I have heard from many that they do not want illegal immigrants to benefit from President Obama's healthcare reform legislation. The primary reasoning behind this is that they do not want illegal immigrants absorbing tax dollars or insurance premiums meant for American citizens proper. The trouble is, illegal immigrants already cost American society a mint right now when they, presumably, are not receiving any assistance meant for low income Americans or those that already have health insurance. They do this in two ways.
When illegal immigrants get sick, they are faced with a decision. They must decide if they are so sick that it is worth seeking medical treatment that could expose them as illegals and get them deported back to their respective country of origin. The decision that they make costs each and every American citizen money regardless of which decision it is that they make.
Let's say they decide that they are so sick that they absolutely must seek medical treatment or they will die or suffer irreparable harm. That means they will be going to the only place that they know they can be treated without having insurance: the emergency room at the local hospital. Because of basic human decency (as well as the law in most states), no one that is sick is turned away from the emergency room when they are seriously ill. The hospital takes them in and treats them. You are probably wondering who pays for this charitable medical treatment and the answer is we do. The hospitals cannot get blood out of a turnip and they cannot get money out of an indigent patient they are forced to treat. Therefore, they charge their paying customers $10 for aspirin, $20 for cable in their hospital room and all the other price gouging that goes on in your itemized bill. If you have ever been hospitalized, find your bill and take a look. The hospital is breaking down everything they do into individual items and then charging you a good deal more for it than it cost the hospital to acquire and treat you with. This is chiefly how they cover all the red ink they expend on the people they treat that are too poor to pay for the treatment and all illegal immigrants fall into this category. Not only is the cost passed along in terms of the money you pay for treatment, but you feel the pain of the systemic inadequacy every time you have to visit the emergency room. Because the emergency room is the only place poor people are assured of getting medical treatment, they all go to their local emergency rooms when they need treatment for anything. If illegal immigrants are brought into the healthcare reform legislation, perhaps all of our hospital bills would go down since hospitals would no be inundated with people that cannot pay their bill.
Their second option costs society too. If they decide that they are not sick enough to risk being caught and deported, that means that they go on being sick. Their affliction may not be an illness that is communicable, but many times it is. Therefore, the longer that they go on being sick without treatment, the longer they will be spreading their illness around to every legal American citizen that they come into contact with. This spreading is no insignificant issue since most illegal immigrants do menial labor that brings them into direct contact with the general public. Exacerbating the problem, they have little or no savings of their own so they cannot afford to stay home and not spread the bug to everyone they meet. However, even if they did have the money to be able to take a few days for the fever to break and their period of contagiousness to pass, most work in jobs where it is taken for granted that they will show up every day and if they do not they lose their job. Therefore, the system is organized in such a way that illegal immigrants have every incentive to act as a human petri dish. Society then pays the price for that organization in decreased productivity each time the sick illegal immigrant passes on his or her illness to another person.

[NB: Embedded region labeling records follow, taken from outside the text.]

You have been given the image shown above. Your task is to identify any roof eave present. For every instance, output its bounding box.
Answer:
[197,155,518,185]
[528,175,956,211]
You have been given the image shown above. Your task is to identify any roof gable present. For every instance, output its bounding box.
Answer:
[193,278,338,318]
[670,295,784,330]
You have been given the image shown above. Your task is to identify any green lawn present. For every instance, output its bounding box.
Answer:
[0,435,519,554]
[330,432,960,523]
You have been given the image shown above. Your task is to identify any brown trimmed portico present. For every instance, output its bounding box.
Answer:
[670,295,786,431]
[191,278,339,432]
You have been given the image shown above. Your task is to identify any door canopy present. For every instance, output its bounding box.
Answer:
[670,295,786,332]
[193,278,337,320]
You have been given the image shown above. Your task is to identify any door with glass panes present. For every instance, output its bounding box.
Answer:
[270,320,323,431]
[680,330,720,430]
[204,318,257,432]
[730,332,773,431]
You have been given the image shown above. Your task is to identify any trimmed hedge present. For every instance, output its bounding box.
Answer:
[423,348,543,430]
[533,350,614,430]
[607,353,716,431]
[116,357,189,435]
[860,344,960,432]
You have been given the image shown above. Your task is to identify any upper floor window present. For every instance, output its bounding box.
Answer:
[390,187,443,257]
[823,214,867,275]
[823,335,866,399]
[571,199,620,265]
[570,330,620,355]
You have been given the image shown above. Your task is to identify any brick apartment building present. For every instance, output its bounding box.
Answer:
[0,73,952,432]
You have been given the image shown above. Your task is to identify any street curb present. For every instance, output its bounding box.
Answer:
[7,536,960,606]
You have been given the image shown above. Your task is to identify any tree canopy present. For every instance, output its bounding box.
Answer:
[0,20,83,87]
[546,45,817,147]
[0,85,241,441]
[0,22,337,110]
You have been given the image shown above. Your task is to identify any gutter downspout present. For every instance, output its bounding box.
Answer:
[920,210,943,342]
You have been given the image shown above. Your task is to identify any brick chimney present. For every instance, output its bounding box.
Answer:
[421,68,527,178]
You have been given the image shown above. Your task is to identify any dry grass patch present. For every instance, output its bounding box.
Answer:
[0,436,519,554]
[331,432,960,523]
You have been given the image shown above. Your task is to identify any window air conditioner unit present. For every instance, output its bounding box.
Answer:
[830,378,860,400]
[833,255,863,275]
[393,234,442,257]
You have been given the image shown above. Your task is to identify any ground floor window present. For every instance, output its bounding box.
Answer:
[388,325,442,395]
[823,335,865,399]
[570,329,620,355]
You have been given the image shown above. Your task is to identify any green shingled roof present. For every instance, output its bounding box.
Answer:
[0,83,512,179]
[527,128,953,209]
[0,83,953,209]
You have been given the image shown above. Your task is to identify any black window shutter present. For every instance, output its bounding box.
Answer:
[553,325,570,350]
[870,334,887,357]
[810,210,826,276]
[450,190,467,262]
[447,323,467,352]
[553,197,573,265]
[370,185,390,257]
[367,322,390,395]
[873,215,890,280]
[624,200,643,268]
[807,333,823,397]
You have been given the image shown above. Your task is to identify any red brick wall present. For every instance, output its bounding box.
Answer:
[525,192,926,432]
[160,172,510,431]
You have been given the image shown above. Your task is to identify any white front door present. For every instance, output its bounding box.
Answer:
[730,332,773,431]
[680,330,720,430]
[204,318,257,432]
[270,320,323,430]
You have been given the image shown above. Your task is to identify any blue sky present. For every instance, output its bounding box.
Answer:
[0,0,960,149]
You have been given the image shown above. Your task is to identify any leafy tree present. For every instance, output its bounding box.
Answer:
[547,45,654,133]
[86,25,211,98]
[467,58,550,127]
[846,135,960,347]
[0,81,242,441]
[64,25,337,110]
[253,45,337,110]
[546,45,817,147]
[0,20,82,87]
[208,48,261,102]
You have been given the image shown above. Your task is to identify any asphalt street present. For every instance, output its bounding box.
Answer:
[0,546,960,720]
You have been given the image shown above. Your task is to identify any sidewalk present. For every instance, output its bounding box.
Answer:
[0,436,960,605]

There is another problem that we have yet to hit upon. We have established that illegal immigrants cost money when they become seriously ill and have to seek medical care that they cannot pay for at an emergency room. What we did not cover is how the illegal immigrant gets that way. People with insurance get yearly physicals by their primary physicians where health problems are discovered in their early stages and preventative action is taken to remedy the issue and preserve the person's health. As the old dictum goes, an ounce of prevention beats a pound of cure and this situation is no different. Illegal immigrants have no insurance and no primary care physician to discover medical problems in the early stages. As such, the medical problem gets progressively worse until it can only be managed through radical medical intervention. For example, let us say that we have an illegal immigrant named Jorge that works for a fencing company. Jorge has high blood pressure and high blood cholesterol. Both problems can be controlled once a doctor discovers them and prescribes blood pressure medication and statins. However, Jorge has no doctor, has no routine physical and has no health insurance to pay for doctor visits or the medication to control his health problems. One summer day Jorge is working in the heat building a fence and the rest of his crew sees him keel over, clutching his chest. They start CPR and call 911. The ambulance arrives and takes Jorge to the nearest hospital where lifesaving surgery is performed. The surgery costs thousands of dollars that Jorge cannot pay and that the hospital now has to recoup from people like you and me when we seek treatment. Thousands of dollars that could have been prevented with a yearly checkup and two popular medications whose generic forms are fairly inexpensive to buy.
The reality is that the United States already subsidizes healthcare for illegal immigrants. The only difference is that currently we refuse them insurance and only take action when the situation is so dire that the treatment serious and expensive. If we allow them a place in healthcare reform legislation, it will likely sting to give benefits to people that are not supposed to be in the country to start with but it will also likely lower costs across the board, help our medical establishment function smoother and give hospitals that are struggling financially a way to step back from the brink of bankruptcy by reducing the amount of free medical care they have to absorb. It is not the popular solution, but it is the one with the best outcome for all.